Telecoms Robbing Us With Government Help — Again

Once again, a telecommunications corporation — this time Verizon — is emptying its customers’ pockets, with government help. Must be a day that ends in “y.” In the past, New Jersey heavily subsidized the construction of DSL lines, in the form of excess customer rates, on the condition that they would continue to provide DSL service on the lines built at taxpayer expense. But according to Karl Bode at Techdirt (“Verizon Thinks It’s a Good Idea to Mock New Jersey Taxpayers After Ripping Them Off for Years,” Aug. 12), the state recently exempted Verizon from this obligation. So instead Verizon is forcing DSL customers into much more expensive wireless plans with low usage caps and high overage penalties. And to top it all off, Verizon is making fun of the customers who object to this shabby treatment.

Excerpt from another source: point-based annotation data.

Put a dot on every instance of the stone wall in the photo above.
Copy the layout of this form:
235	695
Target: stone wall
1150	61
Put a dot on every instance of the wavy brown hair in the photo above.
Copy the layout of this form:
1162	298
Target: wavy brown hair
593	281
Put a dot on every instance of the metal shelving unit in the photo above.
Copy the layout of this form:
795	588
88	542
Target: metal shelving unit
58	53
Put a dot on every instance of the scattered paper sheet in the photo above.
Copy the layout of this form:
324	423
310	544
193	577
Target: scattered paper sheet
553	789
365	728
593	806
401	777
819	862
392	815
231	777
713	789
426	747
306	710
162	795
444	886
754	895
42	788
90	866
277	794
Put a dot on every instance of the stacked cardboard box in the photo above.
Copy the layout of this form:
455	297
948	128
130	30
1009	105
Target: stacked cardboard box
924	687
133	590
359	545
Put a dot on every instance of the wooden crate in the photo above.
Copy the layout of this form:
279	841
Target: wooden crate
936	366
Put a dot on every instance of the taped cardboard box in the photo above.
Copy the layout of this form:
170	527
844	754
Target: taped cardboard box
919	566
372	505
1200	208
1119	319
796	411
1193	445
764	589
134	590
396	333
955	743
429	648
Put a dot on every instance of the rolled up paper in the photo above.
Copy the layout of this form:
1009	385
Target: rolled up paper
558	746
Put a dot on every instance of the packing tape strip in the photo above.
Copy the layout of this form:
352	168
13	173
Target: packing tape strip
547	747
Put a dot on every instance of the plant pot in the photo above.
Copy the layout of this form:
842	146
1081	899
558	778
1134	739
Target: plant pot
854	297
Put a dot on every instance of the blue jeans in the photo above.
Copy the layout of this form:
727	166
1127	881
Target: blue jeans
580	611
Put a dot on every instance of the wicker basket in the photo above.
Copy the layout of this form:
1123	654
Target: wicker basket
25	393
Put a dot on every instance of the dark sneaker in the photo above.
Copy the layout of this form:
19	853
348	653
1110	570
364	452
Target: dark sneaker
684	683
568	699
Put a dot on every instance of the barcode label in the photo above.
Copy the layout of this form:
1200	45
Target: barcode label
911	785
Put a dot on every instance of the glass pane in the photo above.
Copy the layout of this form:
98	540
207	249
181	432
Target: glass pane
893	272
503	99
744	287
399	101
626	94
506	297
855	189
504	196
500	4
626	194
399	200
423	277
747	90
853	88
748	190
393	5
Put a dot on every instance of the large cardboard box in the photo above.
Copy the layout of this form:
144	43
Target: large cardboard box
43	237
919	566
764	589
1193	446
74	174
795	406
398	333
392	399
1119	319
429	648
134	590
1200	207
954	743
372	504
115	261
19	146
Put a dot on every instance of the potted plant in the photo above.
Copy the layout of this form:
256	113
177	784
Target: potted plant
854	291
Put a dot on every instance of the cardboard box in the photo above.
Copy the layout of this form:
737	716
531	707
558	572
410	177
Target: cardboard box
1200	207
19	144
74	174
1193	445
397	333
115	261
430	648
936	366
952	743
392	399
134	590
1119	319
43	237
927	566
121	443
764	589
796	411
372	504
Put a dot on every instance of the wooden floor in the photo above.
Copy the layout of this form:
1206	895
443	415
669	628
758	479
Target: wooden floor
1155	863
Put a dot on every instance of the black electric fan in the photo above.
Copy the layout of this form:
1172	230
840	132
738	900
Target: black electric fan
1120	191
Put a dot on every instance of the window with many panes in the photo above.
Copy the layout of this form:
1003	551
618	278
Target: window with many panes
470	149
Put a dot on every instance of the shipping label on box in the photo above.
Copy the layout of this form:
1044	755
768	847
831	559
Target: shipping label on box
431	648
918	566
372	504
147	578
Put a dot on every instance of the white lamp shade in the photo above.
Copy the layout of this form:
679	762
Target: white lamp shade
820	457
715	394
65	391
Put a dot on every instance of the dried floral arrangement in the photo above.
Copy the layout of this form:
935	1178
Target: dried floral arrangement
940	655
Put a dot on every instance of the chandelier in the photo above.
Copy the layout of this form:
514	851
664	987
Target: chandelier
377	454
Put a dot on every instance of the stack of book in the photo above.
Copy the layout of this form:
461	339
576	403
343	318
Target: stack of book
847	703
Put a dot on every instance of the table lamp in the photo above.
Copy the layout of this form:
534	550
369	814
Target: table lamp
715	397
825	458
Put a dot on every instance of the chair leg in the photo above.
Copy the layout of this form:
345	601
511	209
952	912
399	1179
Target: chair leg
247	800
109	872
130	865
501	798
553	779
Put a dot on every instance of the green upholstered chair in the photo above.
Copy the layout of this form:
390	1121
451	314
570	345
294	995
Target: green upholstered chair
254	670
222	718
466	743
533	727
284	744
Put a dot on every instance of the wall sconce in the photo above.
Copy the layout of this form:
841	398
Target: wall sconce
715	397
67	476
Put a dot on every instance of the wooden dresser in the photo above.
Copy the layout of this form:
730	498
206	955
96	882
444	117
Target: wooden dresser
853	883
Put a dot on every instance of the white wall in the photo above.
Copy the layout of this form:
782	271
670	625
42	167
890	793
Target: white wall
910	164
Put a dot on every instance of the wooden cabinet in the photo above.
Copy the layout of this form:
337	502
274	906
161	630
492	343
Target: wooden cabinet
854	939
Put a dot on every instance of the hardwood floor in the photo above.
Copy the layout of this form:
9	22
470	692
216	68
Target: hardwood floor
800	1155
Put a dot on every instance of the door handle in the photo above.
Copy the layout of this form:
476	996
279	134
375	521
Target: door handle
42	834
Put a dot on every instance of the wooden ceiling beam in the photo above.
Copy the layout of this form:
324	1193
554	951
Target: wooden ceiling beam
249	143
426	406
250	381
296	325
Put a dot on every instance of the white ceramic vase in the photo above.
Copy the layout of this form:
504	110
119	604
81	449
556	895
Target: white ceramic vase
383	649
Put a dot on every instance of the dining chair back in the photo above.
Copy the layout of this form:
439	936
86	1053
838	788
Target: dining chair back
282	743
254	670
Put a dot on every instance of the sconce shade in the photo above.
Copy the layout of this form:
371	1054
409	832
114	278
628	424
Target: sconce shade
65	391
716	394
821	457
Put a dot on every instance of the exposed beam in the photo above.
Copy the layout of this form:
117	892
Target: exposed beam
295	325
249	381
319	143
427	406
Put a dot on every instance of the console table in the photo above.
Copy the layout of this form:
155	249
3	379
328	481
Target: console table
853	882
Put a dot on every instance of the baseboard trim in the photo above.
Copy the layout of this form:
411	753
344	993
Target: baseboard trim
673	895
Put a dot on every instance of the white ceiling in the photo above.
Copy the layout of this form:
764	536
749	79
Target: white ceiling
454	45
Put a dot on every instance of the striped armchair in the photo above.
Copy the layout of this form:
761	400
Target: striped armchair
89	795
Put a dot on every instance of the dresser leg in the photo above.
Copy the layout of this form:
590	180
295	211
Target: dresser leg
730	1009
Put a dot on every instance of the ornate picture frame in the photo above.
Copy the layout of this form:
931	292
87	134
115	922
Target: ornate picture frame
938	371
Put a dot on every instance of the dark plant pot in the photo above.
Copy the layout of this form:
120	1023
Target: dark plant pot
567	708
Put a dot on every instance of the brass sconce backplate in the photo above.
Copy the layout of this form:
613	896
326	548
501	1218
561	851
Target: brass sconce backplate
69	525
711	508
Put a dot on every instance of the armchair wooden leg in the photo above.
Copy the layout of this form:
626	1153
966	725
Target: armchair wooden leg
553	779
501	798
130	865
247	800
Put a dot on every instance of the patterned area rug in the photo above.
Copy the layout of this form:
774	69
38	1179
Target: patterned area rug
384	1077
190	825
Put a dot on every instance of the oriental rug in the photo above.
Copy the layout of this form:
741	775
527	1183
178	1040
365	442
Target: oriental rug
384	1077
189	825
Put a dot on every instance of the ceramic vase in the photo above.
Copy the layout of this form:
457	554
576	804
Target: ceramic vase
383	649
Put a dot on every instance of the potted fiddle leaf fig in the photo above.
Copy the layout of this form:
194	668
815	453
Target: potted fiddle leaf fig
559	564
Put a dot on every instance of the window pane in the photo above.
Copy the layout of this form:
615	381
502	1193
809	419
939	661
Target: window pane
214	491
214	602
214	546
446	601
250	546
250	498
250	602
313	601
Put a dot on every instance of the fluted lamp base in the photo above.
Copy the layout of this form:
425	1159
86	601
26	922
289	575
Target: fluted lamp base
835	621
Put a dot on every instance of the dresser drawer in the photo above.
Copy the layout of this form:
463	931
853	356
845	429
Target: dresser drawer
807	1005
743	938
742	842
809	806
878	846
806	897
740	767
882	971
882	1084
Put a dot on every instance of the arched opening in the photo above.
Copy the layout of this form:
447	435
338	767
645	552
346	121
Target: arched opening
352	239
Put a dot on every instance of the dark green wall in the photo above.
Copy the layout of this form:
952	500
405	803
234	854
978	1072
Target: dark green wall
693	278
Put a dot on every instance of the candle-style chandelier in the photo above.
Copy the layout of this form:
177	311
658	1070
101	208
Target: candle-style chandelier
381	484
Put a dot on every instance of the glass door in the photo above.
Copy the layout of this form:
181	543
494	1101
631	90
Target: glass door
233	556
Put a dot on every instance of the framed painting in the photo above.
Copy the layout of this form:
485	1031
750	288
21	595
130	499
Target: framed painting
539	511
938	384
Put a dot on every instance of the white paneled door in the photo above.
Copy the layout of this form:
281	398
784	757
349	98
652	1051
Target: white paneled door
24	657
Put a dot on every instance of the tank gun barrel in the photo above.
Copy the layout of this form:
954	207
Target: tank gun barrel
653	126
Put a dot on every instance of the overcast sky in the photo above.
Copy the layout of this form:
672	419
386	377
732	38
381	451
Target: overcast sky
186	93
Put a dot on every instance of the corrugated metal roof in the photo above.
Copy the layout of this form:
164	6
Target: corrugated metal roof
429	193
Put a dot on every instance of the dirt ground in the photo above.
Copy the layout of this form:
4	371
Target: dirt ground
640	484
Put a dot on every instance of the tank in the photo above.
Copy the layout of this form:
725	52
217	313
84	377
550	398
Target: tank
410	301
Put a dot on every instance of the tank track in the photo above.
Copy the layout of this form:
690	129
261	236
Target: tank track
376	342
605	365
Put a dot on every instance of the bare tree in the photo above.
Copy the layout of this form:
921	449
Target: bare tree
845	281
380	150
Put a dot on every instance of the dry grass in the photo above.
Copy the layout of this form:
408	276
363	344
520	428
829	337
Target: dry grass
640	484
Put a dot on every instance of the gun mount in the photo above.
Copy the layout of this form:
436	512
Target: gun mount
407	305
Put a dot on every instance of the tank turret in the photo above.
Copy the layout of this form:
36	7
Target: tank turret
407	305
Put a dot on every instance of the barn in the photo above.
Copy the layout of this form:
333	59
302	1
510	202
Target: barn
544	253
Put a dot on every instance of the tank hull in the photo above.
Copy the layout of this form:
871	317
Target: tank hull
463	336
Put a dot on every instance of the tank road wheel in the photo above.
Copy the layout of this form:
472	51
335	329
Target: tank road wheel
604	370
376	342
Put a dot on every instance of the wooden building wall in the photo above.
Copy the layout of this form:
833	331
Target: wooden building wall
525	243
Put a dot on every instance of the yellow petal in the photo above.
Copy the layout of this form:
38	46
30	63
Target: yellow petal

Verizon compares customers who want to keep their existing unlimited data DSL service, rather than being forced (excuse me, “upgraded”) into a crappy wireless plan, to Luddites. Verizon New Jersey spokesman Lee Gierczynski attributed their resistance to “misplaced fear” and “misunderstanding” — someday “people are going to look back and laugh at people … just like who were a part of the Anti-Digit Dialing League.” It’s much likelier that, rather than being the ignoramuses Gierczynski makes them out to be, customers are all too well informed about what it’s like living with an overpriced, snail-paced wireless plan.

Basically Gierczynski is representing a company that collected billions in excess rates in return for promises it reneged on — and making fun of the people who object to being robbed.

This is nothing new, of course. During the ’90s all the major players in the telecommunications industry collected hundreds of billions of dollars in marked up rates in municipalities around the country, based on their promise to build large-scale fiber-optic infrastructures and offer cheap broadband in those communities — and then pocketed the money and forgot about their promises.

They’re able to get away with this blatant fraud and theft because their lobbyists have uncontested sway in the state legislatures. And as if that weren’t enough, they use their political influence over government policy — much of it through their large donations to the so-called “free market think tank” ALEC (American Legislative Exchange Council) — to secure state legislation prohibiting local municipal wireless services.

One such system that managed to bypass telecom interference is the Gig in Chattanooga, which offers one gigabit per second — about fifty times the US average — for $70 a month. It’s piggybacked on the excess capacity of a high-quality fiber optic infrastructure originally built to support the local electric utility’s smart grid. Of course the telecommunications industry is livid. In roughly twenty states, thanks to telecom lobbying, it’s illegal for municipalities to use pre-existing fiber optic infrastructure created for utilities, public school systems and the like to offer competing wireless service.

Freed markets and unfettered competition are highly destructive to the power of large corporations. But generally the giant corporations that talk the most about “free markets” and “deregulation” got their market power with plenty of subsidies and protections from the government. Their idea of “freedom” is to abuse that power without restriction. The way it usually works is, government gives business a big gun to rob the public, and then adds some qualification like “…but don’t use hollow points.” The corporations’ pet “free market” think tanks, heavily funded with Koch money, scream “How DARE government interfere with business’s freedom to decide what kind of ammo to use!!??”

The corporate idea — and corporate-funded “libertarian” think tank-funded idea — of “free markets” and “deregulation” is to leave in place all the forms of corporate power enforced by government, but to remove all restrictions on the abuse of that power. A real libertarian agenda is to remove the state-enforced power of big business in the first place.